Una novità assoluta nello studio e nella cura delle malattie dei coralli è il Cerotto smart. Un trattamento sviluppato dall’Istituto Italiano di Tecnologia in collaborazione con ricercatori dell’Università di Milano.
Sono tante le iniziative di studenti e ricercatori italiani a sostegno dell’ambiente, ma la cura dei coralli è proprio un’idea singolare.
“Corallo” è il nome comunemente usato per indicare gli Antozoi, cioè una classe di animali invertebrati marini. Un tripudio di colori e di forme variabili tipicamente presenti nelle acque tropicali dove formano le affascinati e coloratissime barriere coralline.
Come funziona il cerotto smart per i coralli?
Negli ultimi cinquant’ anni l’ecosistema marino delle scogliere coralline ha subìto una riduzione di circa il 50 per cento.
Le cause? Inquinamento, cambiamenti climatici e attività umane.

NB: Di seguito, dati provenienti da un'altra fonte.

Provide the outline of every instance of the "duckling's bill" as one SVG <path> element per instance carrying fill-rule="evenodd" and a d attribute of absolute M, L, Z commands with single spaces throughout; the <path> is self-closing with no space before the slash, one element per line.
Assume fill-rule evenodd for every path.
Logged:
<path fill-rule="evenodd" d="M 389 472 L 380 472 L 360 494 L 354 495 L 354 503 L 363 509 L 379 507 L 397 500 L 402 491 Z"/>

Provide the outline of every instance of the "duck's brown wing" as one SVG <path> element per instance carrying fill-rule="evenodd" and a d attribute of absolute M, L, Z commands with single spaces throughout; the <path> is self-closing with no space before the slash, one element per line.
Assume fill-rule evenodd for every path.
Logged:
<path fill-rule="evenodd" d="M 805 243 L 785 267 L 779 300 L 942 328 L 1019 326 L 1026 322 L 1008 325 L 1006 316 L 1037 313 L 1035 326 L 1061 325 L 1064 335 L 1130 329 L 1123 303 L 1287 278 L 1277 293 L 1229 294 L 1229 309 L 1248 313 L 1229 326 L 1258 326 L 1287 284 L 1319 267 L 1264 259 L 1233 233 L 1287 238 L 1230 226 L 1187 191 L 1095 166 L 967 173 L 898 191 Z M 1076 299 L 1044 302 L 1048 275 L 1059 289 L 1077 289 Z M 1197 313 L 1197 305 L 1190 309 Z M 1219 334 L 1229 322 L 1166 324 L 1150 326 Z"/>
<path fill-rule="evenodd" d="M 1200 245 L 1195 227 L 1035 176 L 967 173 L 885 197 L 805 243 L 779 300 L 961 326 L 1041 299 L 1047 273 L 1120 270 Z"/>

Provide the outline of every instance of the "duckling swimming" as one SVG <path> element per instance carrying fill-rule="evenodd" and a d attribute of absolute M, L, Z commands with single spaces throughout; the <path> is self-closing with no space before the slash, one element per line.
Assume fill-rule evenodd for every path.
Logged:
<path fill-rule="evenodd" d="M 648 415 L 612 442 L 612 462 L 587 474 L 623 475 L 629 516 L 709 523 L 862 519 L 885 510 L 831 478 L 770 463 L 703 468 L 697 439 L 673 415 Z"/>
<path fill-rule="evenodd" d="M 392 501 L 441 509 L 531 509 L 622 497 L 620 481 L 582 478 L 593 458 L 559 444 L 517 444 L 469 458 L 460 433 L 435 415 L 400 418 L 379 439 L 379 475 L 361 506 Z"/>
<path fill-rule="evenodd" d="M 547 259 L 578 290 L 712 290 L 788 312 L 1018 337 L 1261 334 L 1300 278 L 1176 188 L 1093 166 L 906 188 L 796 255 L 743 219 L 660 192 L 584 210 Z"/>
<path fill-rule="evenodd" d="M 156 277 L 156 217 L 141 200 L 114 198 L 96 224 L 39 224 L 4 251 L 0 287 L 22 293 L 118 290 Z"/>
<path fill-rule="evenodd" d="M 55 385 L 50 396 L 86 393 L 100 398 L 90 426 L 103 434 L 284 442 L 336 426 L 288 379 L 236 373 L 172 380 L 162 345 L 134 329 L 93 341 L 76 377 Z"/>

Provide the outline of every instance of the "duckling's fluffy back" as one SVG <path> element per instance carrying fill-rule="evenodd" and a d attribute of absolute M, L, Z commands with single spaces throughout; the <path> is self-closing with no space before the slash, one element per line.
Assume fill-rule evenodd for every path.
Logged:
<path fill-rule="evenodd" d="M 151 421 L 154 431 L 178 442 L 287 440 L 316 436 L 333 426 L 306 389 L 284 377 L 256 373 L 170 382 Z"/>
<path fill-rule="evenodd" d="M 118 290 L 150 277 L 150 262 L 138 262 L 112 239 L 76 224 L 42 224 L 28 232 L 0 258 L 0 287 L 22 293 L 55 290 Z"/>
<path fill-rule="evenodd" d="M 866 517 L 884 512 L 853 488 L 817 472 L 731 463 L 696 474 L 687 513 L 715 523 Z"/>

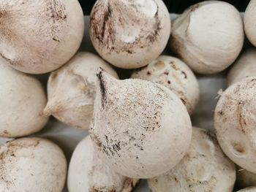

Le patologie che possono causare la morte di questi animali sono tante e ancora non ci sono rimedi e cure efficaci. A questo scopo, i ricercatori dell’Istituto Italiano di Tecnologia e l’Università di Milano hanno sviluppato un trattamento con tecnologie innovative e intelligenti da cui il nome “Cerotto smart”.
È completamente ecocompatibile e biodegradabile e una volta applicato sulla ferita rilascia sostanze anti-batteriche, anti-protozoi o anti-fungine, in base al tipo di infezione. In questo modo disinfetta e cura la ferita. Successivamente viene applicato un secondo cerotto per sigillare la parte danneggiata e per evitare l’ingresso di altri agenti patogeni.
Sembra fantascienza o una storia tratta dal film “Alla ricerca di Nemo” ma è tutto vero! È uno studio condotto da due ricercatori italiani: Simone Montano e Marco Contardi. Affermano che ad oggi per limitare l’impatto di queste patologie si interviene, purtroppo, con la parziale o totale rimozione della colonia causando ulteriore danno alle comunità coralline.
L’effetto terapeutico del cerotto è stato testato per dieci giorni in laboratorio e poi per quattro mesi in mare e i risultati sono stati molto incoraggianti. Si può quindi dire, per la prima volta, di avere una potenziale cura disponibile per recuperare organismi delicati come i coralli.